The Fat-Free Mass Index (FFMI) is the body-composition metric serious lifters and sports scientists use to measure muscularity independent of height. Unlike BMI — which lumps fat and muscle together — FFMI isolates the lean tissue you have actually built. This calculator gives you both the raw FFMI and the normalized FFMI (height-corrected per Kouri et al., 1995), rates your score on a colour-coded scale, and shows you the full working so you can verify every number.

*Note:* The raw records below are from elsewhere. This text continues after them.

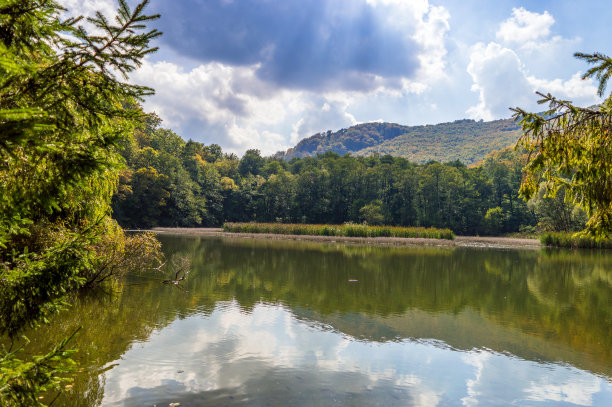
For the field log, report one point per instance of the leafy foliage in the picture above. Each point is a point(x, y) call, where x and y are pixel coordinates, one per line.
point(571, 147)
point(347, 229)
point(63, 114)
point(465, 140)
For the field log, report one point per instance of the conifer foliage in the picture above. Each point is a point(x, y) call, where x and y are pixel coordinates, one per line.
point(571, 148)
point(64, 110)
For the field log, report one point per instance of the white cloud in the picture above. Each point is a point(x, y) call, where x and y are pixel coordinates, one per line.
point(234, 108)
point(579, 91)
point(502, 82)
point(499, 79)
point(525, 27)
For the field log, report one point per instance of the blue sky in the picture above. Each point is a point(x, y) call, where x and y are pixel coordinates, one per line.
point(266, 73)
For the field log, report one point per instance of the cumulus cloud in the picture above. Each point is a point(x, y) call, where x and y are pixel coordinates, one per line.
point(525, 26)
point(500, 81)
point(317, 45)
point(501, 78)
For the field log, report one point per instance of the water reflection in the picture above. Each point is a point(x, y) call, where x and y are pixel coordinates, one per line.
point(279, 323)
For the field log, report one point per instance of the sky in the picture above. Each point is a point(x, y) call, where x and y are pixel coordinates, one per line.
point(265, 74)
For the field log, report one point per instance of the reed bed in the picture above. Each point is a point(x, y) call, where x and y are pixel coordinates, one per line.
point(347, 229)
point(575, 242)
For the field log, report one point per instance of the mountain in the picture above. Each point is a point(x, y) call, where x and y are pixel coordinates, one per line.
point(466, 140)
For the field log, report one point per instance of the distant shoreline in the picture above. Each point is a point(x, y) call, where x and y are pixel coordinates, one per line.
point(460, 241)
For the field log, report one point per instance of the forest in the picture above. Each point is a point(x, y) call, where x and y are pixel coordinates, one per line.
point(172, 182)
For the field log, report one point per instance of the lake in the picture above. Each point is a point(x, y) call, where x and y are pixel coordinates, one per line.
point(289, 323)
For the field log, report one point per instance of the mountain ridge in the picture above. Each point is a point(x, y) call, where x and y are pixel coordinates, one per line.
point(466, 140)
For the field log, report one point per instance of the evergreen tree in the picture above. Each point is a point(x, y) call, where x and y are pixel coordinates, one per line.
point(570, 147)
point(63, 113)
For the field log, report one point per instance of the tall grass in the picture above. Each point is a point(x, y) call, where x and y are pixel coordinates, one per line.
point(347, 229)
point(572, 241)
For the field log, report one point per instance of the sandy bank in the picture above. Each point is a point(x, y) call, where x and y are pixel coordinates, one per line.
point(460, 241)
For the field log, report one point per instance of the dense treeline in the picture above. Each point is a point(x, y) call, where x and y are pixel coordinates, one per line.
point(466, 140)
point(171, 182)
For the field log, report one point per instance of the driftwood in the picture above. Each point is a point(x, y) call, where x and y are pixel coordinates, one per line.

FFMI gained wide recognition through a landmark 1995 study by Kouri and colleagues, who compared drug-free athletes and anabolic-steroid users. They found a clear ceiling of roughly 26 for natural males and established that elite drug-free bodybuilders cluster between 22 and 25. Those findings have since been replicated in multiple populations and remain the standard reference for natural-athlete comparisons.
How it works
The calculator follows three steps.
Step 1 — Fat-Free Mass (FFM): Total weight is split into fat mass and lean mass.
FFM (kg) = total weight (kg) × (1 − body fat % ÷ 100)

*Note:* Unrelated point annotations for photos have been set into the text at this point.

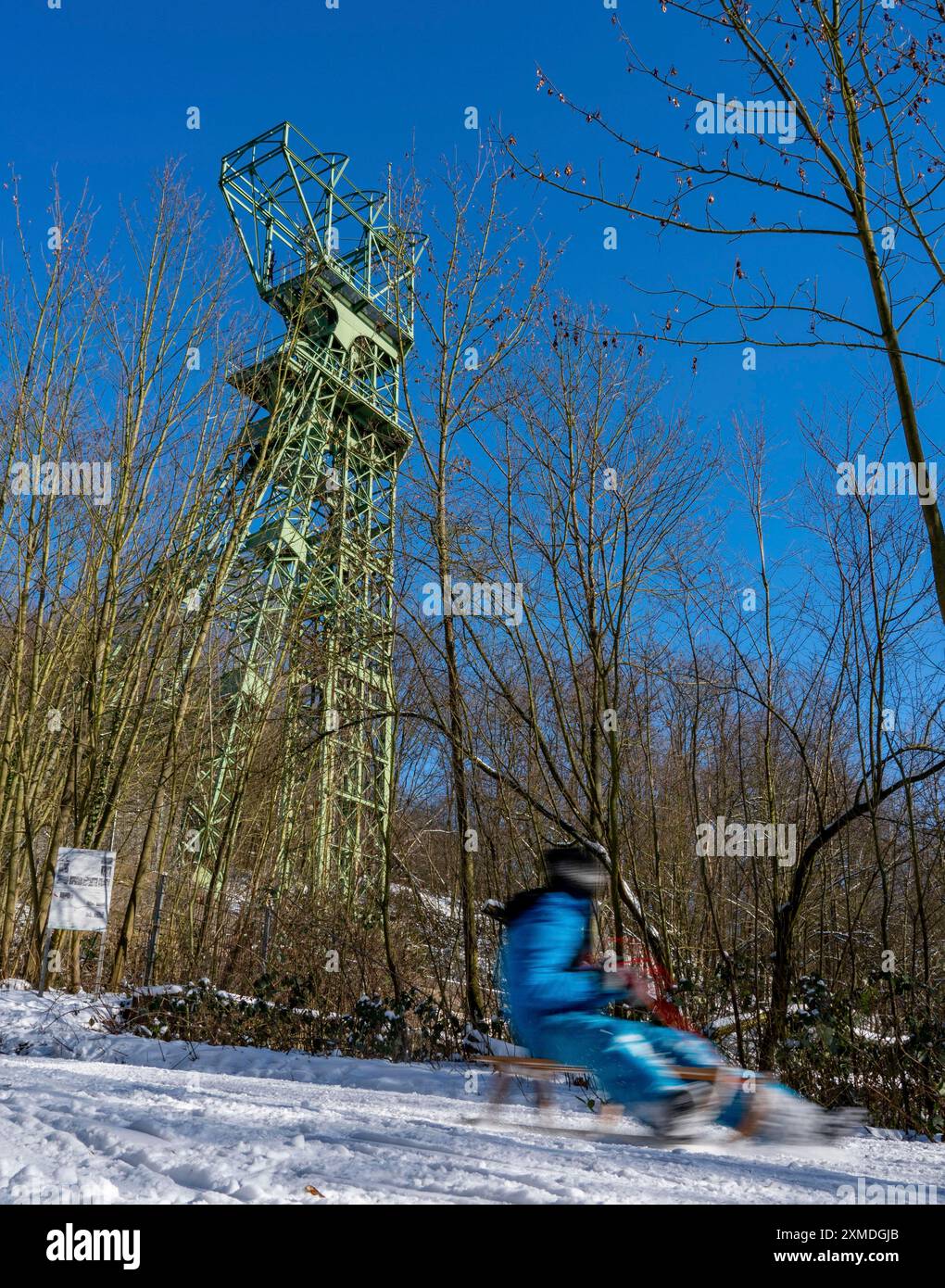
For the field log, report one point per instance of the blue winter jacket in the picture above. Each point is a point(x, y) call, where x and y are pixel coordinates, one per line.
point(539, 958)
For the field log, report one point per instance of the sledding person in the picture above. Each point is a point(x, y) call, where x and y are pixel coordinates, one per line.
point(558, 1004)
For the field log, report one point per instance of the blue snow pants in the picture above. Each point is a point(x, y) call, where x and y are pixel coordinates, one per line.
point(558, 1011)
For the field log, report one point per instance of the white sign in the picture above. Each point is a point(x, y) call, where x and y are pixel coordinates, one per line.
point(82, 889)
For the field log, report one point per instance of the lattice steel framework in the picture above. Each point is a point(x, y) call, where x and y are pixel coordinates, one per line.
point(316, 564)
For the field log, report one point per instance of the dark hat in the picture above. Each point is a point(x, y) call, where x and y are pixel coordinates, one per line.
point(577, 865)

Step 2 — Raw FFMI: Lean mass is normalised by height squared, the same denominator used in BMI but now applied to muscle rather than total mass.
FFMI = FFM (kg) ÷ height (m)²
Step 3 — Normalized FFMI: A linear height correction removes the structural disadvantage shorter people face in the raw calculation.

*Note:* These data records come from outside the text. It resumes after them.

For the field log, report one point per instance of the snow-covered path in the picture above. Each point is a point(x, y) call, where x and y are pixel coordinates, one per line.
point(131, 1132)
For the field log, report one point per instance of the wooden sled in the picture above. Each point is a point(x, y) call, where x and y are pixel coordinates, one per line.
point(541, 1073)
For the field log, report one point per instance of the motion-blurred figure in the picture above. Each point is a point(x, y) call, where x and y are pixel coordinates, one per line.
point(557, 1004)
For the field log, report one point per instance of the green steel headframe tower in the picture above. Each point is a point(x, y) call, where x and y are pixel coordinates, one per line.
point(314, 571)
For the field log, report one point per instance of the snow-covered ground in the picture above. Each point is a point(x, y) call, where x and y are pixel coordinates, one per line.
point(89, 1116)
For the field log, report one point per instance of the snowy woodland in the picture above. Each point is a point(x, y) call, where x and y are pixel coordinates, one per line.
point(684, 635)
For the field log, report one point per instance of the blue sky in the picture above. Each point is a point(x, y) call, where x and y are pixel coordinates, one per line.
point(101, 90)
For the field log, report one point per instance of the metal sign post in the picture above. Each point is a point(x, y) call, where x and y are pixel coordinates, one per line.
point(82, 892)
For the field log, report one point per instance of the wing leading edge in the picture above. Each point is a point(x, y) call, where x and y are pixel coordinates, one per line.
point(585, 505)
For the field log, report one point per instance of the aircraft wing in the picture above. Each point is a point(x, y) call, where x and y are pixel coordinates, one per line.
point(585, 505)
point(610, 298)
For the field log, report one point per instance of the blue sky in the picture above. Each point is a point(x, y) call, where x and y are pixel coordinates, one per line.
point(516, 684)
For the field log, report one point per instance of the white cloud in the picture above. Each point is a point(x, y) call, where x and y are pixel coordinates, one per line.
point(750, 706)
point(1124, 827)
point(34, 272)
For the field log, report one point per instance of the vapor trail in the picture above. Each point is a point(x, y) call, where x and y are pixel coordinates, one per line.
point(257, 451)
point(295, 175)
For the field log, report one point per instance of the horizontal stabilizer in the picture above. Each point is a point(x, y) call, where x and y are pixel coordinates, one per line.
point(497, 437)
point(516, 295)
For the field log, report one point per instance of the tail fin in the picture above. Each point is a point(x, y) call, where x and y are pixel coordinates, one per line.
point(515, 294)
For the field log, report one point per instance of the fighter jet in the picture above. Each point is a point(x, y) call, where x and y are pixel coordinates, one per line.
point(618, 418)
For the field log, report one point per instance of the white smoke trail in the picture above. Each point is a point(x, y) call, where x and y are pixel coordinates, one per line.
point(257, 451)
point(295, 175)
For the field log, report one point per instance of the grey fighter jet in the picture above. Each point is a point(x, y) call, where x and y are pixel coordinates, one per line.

Normalized FFMI = FFMI + 6.1 × (1.80 − height in metres)
At exactly 1.80 m the correction term is zero and the two values are identical. A person who is 1.70 m tall gains +0.61 points; someone 1.90 m tall loses −0.61 points. The normalized value is what you compare against the reference table.
Worked example
A 30-year-old male, 85 kg total weight, 1.78 m tall, 15% body fat:
- FFM = 85 × (1 − 0.15) = 72.25 kg
- FFMI = 72.25 ÷ (1.78)² = 72.25 ÷ 3.1684 = 22.80
- Normalized FFMI = 22.80 + 6.1 × (1.80 − 1.78) = 22.80 + 0.12 = 22.92
A normalized FFMI of 22.9 places this individual in the Excellent band — well above the average recreational gym-goer and in the upper range achievable naturally with several years of dedicated training.
| Scenario | Weight | Height | Body fat | Normalized FFMI | Rating |
|---|---|---|---|---|---|
| Sedentary adult male | 80 kg | 1.78 m | 22% | 19.0 | Average |
| Recreational male lifter | 85 kg | 1.78 m | 15% | 22.9 | Excellent |
| Elite natural male | 90 kg | 1.78 m | 8% | 27.0 | Superior |
| Recreational female | 62 kg | 1.65 m | 24% | 16.8 | Above average |
Formula note
The height normalization constant 6.1 and the reference height of 1.80 m come directly from the Kouri et al. (1995) paper. Some implementations use 1.82 m or slightly different constants — the differences are minor (under 0.2 FFMI units) but mean you may see small discrepancies between tools. This calculator uses the original published values. The formula assumes metric inputs throughout; imperial values are converted internally before computation.